For chain of jump varaince 0.1, the GR metric value is = 3.1473189456462185
For chain of jump varaince 1, the GR metric value is = 1.0076008174044913
For chain of jump varaince 5, the GR metric value is = 1.0018350696182325

Hense, here we can see the metric is far from 1 for var 0.1, but close to 1 for var = 5, which is not a good jump var, but the GR metric only checks the between and in chain variances, hense only convergence but not the quality of convergence, or sampling efficiency.

3.3.4. MCMC Sampling Efficiency#

The efficiency of MCMC samplers is typically evaluated using autocorrelations of the samples, which measure the correlation of neighbouring samples after a given lag \(k\).

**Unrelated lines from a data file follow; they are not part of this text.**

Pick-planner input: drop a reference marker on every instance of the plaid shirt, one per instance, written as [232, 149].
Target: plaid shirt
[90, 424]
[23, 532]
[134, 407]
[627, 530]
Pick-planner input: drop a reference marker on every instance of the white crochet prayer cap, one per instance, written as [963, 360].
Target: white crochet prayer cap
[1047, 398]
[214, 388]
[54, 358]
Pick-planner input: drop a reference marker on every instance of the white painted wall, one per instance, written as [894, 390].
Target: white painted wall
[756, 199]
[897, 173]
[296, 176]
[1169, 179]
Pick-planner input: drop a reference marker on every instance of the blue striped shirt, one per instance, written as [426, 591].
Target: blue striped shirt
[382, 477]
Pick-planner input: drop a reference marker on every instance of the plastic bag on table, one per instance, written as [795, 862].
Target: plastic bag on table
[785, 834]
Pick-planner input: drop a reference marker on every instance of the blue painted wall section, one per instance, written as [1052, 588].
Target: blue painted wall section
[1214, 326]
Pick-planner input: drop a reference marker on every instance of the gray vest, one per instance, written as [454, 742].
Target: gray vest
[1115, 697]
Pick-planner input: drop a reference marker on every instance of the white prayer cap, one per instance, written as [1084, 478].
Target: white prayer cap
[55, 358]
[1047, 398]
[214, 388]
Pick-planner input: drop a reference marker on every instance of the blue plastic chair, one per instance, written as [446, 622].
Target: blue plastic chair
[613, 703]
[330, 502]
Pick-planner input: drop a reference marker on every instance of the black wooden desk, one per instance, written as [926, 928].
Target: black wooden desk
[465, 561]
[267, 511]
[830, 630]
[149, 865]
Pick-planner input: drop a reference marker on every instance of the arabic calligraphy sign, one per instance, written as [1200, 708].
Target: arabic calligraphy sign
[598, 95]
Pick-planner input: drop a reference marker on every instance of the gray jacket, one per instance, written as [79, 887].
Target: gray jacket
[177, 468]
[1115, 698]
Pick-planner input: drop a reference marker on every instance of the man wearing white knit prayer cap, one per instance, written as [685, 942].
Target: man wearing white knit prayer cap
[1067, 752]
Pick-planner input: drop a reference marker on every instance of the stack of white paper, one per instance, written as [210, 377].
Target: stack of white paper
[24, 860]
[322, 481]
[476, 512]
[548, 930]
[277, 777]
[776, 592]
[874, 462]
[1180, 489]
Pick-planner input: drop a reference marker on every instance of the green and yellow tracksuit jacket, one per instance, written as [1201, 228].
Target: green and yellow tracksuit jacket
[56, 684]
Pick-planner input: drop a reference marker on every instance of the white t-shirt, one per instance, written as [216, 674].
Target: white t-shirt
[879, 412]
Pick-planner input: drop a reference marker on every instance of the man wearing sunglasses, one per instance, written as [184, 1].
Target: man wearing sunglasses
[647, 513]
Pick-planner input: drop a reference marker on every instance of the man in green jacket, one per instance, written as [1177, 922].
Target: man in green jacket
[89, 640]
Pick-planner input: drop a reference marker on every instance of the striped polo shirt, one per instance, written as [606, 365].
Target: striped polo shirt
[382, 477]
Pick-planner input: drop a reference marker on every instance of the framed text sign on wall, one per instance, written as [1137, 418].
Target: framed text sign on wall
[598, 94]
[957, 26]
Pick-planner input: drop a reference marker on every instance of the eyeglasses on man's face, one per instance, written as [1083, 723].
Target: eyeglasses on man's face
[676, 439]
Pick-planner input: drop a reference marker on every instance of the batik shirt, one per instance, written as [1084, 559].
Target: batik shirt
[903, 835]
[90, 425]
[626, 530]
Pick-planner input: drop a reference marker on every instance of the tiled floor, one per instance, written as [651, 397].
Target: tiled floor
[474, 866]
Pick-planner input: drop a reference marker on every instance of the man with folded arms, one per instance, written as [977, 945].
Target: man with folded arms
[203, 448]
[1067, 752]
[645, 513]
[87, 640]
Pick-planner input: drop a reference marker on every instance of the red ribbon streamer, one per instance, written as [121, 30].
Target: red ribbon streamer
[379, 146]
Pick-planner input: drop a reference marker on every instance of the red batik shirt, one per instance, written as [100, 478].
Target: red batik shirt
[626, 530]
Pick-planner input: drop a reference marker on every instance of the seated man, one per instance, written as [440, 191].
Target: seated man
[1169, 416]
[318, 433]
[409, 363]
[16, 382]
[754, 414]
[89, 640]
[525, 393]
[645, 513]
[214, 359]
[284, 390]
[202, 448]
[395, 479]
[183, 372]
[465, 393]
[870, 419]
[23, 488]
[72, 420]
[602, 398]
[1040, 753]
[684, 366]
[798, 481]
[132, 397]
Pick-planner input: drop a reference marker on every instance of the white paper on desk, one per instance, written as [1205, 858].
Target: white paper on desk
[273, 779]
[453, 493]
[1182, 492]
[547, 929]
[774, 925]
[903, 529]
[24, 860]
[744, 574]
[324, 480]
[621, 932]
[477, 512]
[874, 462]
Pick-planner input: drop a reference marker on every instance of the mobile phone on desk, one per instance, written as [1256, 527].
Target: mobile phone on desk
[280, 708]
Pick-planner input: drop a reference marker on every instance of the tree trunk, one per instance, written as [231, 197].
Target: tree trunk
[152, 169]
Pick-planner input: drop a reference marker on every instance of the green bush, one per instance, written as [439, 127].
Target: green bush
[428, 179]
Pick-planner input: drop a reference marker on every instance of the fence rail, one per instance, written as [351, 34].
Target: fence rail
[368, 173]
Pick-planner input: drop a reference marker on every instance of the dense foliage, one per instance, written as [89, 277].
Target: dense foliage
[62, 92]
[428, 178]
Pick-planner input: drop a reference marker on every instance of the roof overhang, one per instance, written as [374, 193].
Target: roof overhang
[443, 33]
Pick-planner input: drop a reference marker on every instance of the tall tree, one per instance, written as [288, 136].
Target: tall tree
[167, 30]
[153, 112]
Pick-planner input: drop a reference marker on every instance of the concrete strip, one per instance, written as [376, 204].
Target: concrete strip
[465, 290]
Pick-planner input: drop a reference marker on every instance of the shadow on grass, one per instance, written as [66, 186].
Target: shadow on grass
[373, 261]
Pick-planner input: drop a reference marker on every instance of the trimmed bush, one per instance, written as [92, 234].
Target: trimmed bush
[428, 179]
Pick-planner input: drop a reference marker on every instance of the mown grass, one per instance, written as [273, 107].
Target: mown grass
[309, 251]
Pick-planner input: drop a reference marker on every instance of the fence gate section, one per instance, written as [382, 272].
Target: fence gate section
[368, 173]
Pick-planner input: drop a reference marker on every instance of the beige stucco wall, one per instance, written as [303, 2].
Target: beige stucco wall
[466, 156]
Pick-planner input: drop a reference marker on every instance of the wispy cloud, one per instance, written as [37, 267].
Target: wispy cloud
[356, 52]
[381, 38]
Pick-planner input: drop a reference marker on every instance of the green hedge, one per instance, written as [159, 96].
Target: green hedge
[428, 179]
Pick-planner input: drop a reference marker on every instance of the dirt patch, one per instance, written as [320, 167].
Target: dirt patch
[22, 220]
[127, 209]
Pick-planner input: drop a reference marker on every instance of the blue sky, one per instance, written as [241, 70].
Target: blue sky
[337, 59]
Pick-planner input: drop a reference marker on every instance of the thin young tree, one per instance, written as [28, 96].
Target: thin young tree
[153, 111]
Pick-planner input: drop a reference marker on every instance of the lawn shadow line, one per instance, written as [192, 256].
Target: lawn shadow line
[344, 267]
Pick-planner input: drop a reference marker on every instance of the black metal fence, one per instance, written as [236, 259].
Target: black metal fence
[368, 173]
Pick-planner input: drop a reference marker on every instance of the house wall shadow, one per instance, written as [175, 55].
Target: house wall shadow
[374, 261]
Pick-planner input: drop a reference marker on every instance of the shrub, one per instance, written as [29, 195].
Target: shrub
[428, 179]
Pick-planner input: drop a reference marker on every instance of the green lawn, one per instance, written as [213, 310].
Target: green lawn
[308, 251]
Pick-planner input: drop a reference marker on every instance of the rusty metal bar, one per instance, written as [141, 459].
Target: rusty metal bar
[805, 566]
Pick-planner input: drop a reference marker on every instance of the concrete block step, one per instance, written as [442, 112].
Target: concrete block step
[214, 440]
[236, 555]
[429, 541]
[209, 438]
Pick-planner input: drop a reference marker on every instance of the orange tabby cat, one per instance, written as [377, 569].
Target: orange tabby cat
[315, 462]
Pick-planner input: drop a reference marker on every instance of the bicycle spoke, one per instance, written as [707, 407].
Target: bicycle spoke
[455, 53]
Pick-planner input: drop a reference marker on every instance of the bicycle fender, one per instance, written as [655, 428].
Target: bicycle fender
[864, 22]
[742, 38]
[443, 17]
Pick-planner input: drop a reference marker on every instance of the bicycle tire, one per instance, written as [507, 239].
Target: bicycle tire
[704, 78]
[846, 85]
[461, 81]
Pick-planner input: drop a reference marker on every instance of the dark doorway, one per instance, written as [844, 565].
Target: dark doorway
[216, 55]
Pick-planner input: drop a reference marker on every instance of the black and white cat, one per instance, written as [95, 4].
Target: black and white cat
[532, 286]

The motivation for using autocorrelation is that an optimally efficient sampler would typically produce essentially uncorrelated samples while for an inefficient sampler that makes very small steps, nearby samples would be very highly correlated.

Autocorrelation \(\rho_k\) of a wide enough stationary series \(\theta_1, \theta_2, ...\) for lag k is:

\[ \rho_k = \frac{\mathbb{E}[(\theta_i - \mu)(\theta_{i+k} - \mu)]}{\sigma^2}, \; \; k = 0,1,2 \]

# Making plots of autocorrelation for different jump variances
fig, ax = plt.subplots(1,3, figsize = (14,4))

var = [0.1, 1, 5]
random.seed(100)
kmax = 50
for i, v in enumerate(var):
    jumpf = functools.partial(jumpf0, scale = v)
    Mhsample = functools.partial(Mhsample, targetf = laplace_targetf, jumpf = jumpf, n = n)
    Sample = Mhsample(-1)[0]
    corrsum = np.correlate(Sample, Sample, mode = 'full')[n-1:]
    corrsum = corrsum/np.var(Sample)/n
    ESS = n/(1+2*np.sum(corrsum[:kmax-1]))
    ax[i].acorr(Sample, maxlags = 50, label = f"ESS = {ESS:.2f}"); ax[i].legend()
    ax[i].set_xlim(0,50)
    ax[i].set_title(f"Jump Variance = {v}")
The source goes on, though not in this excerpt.